C’est l’heure. Une heure n’est pas une heure dans les Hauts Plateaux de Soria, ni dans l’Alcarria ni dans les Merindades. Une heure n’est pas, dans ces territoires, soixante minutes. Une heure, c’est bien plus : un lieu intermédiaire entre un instant et une éternité. Les machines à voler le temps n’existent pas, ou ne sont pas vues, ou ne sont pas si accessibles. Les chances d’être dérangé, perturbé, diminuent de façon exponentielle. Le temps, si nous le voulons, est à nous. Les tentations, les offres, les incitations à le gaspiller sont rares. Nous ne dépendons plus de notre seule volonté. Il y a des forces qui s’unissent pour cela. L’Internet fonctionne de manière succincte. La télévision ne capte que quelques chaînes, et le portable manque parfois de couverture. Mais il y a toujours des livres. Nouveau ou déjà lu. Qui contiennent non seulement du contenu, mais aussi des souvenirs et des notes d’une autre époque. C’est vrai ce qu’on dit en Irlande et ce que dit Heinrich Boll dans son journal irlandais : « Quand Dieu a créé le temps, il en a créé beaucoup ». La vie est longue si on ne la gaspille pas, répétaient les classiques.
Le calme. Je ne sais plus où j’ai entendu dire que le seul endroit où l’on peut être seul et silencieux de nos jours sans être pris pour un fou, c’est sur les bancs d’une église, l’esprit vide, en se laissant porter par ses propres pensées ou, si l’on a de la chance et que l’on y croit, en priant. Il n’y a guère de poches de calme en dehors des espaces sacrés et de sa propre maison. C’est pourquoi certains d’entre nous apprécient tant les territoires de tranquillité qu’ils connaissent : l’intérieur de l’Espagne, cette Espagne vide tant décriée, la Patagonie, les îles Svalbard, l’Antarctique, la Laponie finlandaise et ses interminables forêts de bouleaux.

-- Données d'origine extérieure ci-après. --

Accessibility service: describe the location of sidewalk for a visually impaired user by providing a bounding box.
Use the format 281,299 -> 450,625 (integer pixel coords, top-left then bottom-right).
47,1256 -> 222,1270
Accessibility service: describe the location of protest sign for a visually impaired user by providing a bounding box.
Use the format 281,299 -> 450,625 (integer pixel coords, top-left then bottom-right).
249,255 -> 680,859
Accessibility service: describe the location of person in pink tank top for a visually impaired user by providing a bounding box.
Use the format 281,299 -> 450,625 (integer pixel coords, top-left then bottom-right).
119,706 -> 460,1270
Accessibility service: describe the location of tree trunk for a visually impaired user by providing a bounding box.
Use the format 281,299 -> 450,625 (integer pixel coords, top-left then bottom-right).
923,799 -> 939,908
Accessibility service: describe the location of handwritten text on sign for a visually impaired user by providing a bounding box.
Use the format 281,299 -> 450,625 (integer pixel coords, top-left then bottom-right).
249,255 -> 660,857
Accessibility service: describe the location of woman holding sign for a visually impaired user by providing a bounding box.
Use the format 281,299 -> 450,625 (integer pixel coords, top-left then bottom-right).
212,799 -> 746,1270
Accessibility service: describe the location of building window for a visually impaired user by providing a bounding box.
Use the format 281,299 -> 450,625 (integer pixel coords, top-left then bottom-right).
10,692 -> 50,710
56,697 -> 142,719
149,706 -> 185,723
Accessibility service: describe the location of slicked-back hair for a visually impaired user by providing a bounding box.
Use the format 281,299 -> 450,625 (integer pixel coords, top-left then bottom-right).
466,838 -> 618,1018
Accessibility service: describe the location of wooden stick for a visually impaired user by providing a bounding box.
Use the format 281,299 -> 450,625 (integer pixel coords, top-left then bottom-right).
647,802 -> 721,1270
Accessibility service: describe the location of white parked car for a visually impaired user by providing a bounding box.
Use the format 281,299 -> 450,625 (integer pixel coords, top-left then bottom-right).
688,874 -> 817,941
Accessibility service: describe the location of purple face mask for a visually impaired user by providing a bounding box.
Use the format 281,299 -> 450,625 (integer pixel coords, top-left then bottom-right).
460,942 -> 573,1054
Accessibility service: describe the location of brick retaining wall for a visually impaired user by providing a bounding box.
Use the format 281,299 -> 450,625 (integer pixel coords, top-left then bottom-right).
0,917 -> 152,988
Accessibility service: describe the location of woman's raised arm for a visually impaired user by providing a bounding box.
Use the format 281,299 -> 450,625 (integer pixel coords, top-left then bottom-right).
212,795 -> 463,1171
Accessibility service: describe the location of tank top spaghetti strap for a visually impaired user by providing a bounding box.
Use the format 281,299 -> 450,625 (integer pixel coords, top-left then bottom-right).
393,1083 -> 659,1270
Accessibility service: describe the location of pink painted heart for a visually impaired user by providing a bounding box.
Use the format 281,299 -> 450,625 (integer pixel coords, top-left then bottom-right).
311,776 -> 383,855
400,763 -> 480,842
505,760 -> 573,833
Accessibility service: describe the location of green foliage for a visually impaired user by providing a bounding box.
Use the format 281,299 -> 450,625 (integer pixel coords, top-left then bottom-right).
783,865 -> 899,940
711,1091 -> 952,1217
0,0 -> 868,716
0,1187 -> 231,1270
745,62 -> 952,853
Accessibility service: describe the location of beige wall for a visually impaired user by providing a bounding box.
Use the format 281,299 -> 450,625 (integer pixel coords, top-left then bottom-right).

Des lieux pour se retrouver, des endroits où l’on peut marcher pendant des kilomètres dans une solitude totale, sans que rien ne vienne troubler l’ambiance, des horizons de recueillement et de paix.
Coda. Le vrai luxe aujourd’hui, c’est l’espace, l’absence de foule. Je ne le dis pas. 88% de la population espagnole est concentrée sur 29% de la surface. Les 12% résiduels dans les 71% restants. Dans cette Espagne presque vide, les services publics fonctionnent raisonnablement bien, croyez-moi. Castilla-León a obtenu la première place dans le rapport PISA sur l’éducation ; et c’est également dans cette Espagne que l’on enregistre les taux de longévité les plus élevés. Enfin, si l’on frappe à la porte à n’importe quelle heure de la journée, dans n’importe quel village perdu, ce n’est plus le laitier, mais Amazon qui nous apporte une bouteille de Talisker ou un fromage Idiazábal. Le paradis n’est pas si loin.